WARSAW, Poland — Poland has brought back from England and ceremoniously re-buried the remains of three presidents-in-exile whose service during World War II and the Cold War preserved the nation’s democratic traditions while the country was under oppression.
Polish President Andrzej Duda and the prime minister on Saturday presided over the religious ceremonies at the Temple of God’s Providence in Warsaw.
The remains of the three former emigree presidents — Władysław Raczkiewicz, August Zaleski and Stanisław Ostrowski — were brought from Britain’s Newark cemetery where they had rested among Polish pilots of the British Royal Air Force who had fallen in the 1940 Battle of Britain. The emigree leaders of 1939-1979 were buried at the Temple’s Mausoleum of emigree presidents.
Poland’s right-wing government has worked to strengthen national pride and to restore the memory of historic figures who had been banned under decades of communist rule. This policy has been applauded by older generations but is also used as a tool by nationalist groups.
The London-based government-in-exile was the political representation for Poland during the war, when the country was under occupation by Nazi Germany. But as a result of post-war agreements, the international community recognized only the Soviet-appointed government in Warsaw.
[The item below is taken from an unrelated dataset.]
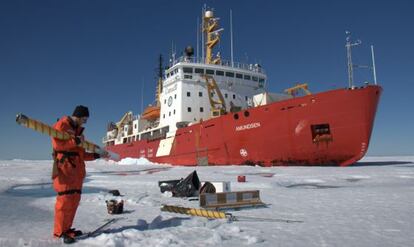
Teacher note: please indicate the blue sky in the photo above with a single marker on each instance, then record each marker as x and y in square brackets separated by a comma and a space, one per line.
[55, 55]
The government-in-exile continued to be the authority for Poles who chose not to return to communist-controlled Poland and for government opponents in the country.
In 1990, after Poland shed communist rule and embarked on a democratic path, the insignia and the powers of pre-war democracy were transferred to Warsaw. The president-in-exile at the time, Ryszard Kaczorowski, handed the insignia over to democratically-elected President Lech Walesa.